World Clock (Labs) helps you keep track of the time around the world. Plus: when you click an event, you’ll see the start time in each time zone as well. You could alternatively add an additional timezone (settings -> general -> Your Time Zone -> Additional Timezone).
Free or busy (Labs): See which of your friends are free or busy right now (requires that friends share their Google Calendars with you.
Next meeting (Labs): See what’s coming up next in your calendar.
Soft timer: Set a timer on your phone by default at most of meetings, group or 1:1s, and tell folks you’re setting an alarm to notify everyone when you have 5 minutes left. People love this, especially in intense 1:1s, because they don’t have to worry about the time. It can go really well as a reminder to end in “Speedy Meeting” time.
Do routine cleanup
Calendar review first thing in the morning. Review and clean up next three days. Always delete the “broadcast” invites you’re not going to attend.
Block off some empty timeslots first thing in the morning to make sure you have some breaks during the day—using Busy / Auto Decline technology.
People don’t seem to notice when you note all day events at the top of your calendar. If you’re going offsite, book an event that’s 9am-7pm that will note your location.
Think ahead (long-term)
Book recurring reminders: For instance, do a team comp review every three months. Or if there is a candidate we lost out on, make appointments to follow up with them in a few months.
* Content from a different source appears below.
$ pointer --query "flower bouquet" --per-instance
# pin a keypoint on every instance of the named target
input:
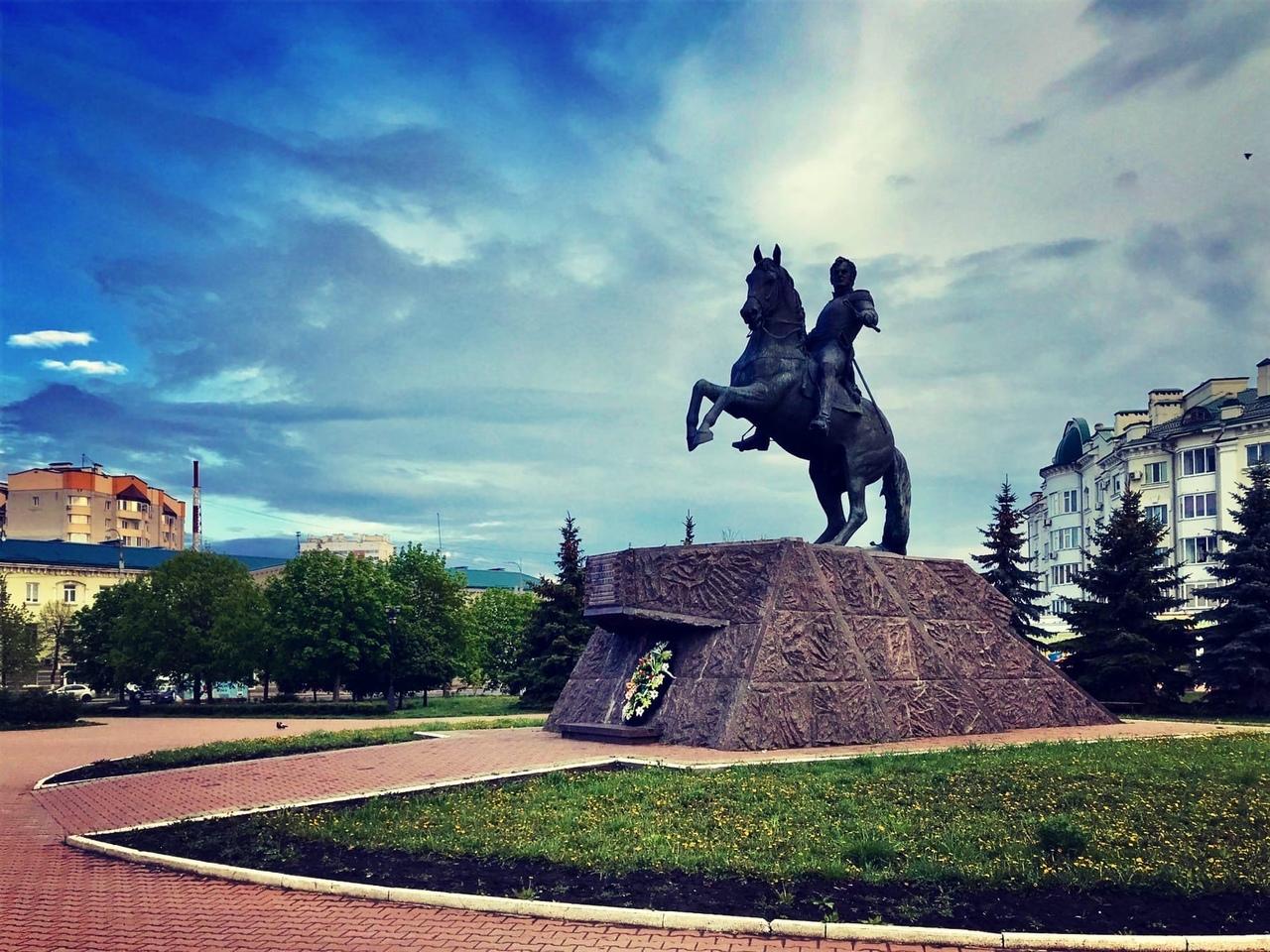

Limit Monday recurring meetings: Holiday weekends always screw you up when you have to reschedule all of those for later in the week.
Track high-energy hours: “I tracked my high energy hours against my bright-mind-needed tasks and lo-and-behold, realized that mornings is when I need a lot of time to do low-urgency/high importance things that otherwise I wasn’t making time for or I was doing in a harried state. I thus time-blocked 3 mornings a week where from 8am to 11am I am working on these things (planning ahead, staring at the wall thinking through a system issue, etc). It requires a new 10pm to 6am sleeping habit, but it has been fully worth it, I feel like I gained a day in my way. This means I no longer work past 6pm most days, which was actually what was most draining to me.”
Create separate calendars
Have a shared calendar for the team for PTO tracking, bootcampers, time out of the office, team standups etc.
Subscribe to the Holidays in the United States Calendar so as to not be surprised by holidays: Calendar ID: en.usa#holiday@group.v.calendar.google.com
Subscribe to the conference room calendars if that’s something your organization has.
Create a secondary calendar for non critical events, so they stay visible but don’t block your calendar. If there’s an event you are interested in, but haven’t decided on going or not, and don’t want other people to feel the need to schedule around it, you can go the event and copy it. Then remove it from your primary calendar. You can toggle the secondary calendar off via the side-panel, and if someone needs to set something up with you, you’ll be available.When using multiple calendars, there may be events that are important to have on multiple calendars, but this takes up a lot of screen real estate. In these cases, we use Etsy engineer Amy Ciavolino’s Event Merge for Google Calendar Chrome extension. It makes it easy to see those events without them taking up precious screen space.
And, for a little break from the office, be sure to check out Etsy analyst Hilary Parker’s Sunsets in Google Calendar (using R!).